Juden sollten künftig gleiche bürgerliche Rechte, Freiheiten und Pflichten genießen wie die Christen. Nicht nur sollte der Zugang zu akademischen Lehr-, Schul- und Gemeindeämtern gewährleistet sein, sondern auch das Ansiedlungsrecht in Stadt und Land, das Recht auf Grundbesitz, Gewerbefreiheit, die Militärpflicht – alles Rechte und Pflichten, die erkennen lassen, dass es den Reformern um Hardenberg ernst damit war, den preußischen Staat auch an dieser Stelle umzugestalten.
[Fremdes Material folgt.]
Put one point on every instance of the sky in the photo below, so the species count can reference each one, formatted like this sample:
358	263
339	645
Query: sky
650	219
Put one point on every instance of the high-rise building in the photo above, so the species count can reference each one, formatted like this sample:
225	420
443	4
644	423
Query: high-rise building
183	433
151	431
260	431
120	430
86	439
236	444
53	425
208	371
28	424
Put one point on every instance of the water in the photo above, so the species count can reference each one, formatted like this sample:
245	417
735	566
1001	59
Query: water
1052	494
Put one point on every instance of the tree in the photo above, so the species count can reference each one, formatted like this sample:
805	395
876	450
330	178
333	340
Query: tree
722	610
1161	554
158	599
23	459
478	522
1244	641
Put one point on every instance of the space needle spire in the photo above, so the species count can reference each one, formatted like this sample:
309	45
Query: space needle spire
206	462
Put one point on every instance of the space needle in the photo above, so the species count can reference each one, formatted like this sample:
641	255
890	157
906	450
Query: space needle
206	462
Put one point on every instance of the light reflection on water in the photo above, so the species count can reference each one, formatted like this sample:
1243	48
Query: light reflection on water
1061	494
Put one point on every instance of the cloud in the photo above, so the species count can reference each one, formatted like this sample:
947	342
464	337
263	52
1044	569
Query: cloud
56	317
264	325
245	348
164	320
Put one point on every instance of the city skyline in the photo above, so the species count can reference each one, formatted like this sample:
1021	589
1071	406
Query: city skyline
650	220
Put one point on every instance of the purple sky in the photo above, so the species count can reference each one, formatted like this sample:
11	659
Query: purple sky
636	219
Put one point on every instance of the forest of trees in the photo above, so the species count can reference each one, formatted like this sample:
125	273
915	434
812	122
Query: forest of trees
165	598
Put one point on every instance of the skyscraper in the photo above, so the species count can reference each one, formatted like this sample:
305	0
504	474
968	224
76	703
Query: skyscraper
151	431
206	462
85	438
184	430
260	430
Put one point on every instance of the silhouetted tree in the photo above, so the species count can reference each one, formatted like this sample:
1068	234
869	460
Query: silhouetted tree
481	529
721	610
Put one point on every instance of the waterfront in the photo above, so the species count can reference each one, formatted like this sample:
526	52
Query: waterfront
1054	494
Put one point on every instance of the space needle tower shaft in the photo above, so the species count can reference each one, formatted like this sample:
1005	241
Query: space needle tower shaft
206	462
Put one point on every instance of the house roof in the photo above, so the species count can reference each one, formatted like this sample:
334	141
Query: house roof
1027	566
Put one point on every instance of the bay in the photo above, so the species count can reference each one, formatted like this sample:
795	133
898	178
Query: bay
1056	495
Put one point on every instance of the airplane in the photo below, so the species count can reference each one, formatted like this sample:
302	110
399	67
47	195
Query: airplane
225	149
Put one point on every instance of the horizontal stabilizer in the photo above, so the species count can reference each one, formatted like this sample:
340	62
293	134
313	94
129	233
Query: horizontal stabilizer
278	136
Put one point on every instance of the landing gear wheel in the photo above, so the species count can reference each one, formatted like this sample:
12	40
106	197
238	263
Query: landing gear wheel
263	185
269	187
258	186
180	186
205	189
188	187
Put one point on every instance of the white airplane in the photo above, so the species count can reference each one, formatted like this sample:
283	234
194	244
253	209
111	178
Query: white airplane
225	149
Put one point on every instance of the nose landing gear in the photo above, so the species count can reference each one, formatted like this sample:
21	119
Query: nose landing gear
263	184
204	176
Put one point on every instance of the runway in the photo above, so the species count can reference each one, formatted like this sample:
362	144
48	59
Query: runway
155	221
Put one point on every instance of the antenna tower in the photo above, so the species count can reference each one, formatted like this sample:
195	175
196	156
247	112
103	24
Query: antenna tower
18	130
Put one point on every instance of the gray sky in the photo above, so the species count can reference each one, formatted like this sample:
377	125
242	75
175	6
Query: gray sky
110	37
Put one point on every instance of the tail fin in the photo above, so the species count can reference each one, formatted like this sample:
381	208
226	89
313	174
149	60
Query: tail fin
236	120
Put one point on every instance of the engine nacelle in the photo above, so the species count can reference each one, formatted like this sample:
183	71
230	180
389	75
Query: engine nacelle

Sieht man sich im Rückblick das Edikt mit seinen einzelnen Paragraphen genauer an, entsteht allerdings auch der Eindruck, dass die Behörden eigentlich nur gewillt waren, die Juden zu „Bürgern auf Probe“ zu machen.32 Das zeigte sich beispielsweise daran, dass ihnen der Zugang zu den Staatsämtern, zu den Universitäten und zur Offizierslaufbahn de facto weiter verschlossen blieb. In Teilen der preußischen Beamtenschaft bezweifelte man ohnehin, dass die Juden tatsächlich so weit seien, dass sie den christlichen Bürgern gleichgestellt werden könnten.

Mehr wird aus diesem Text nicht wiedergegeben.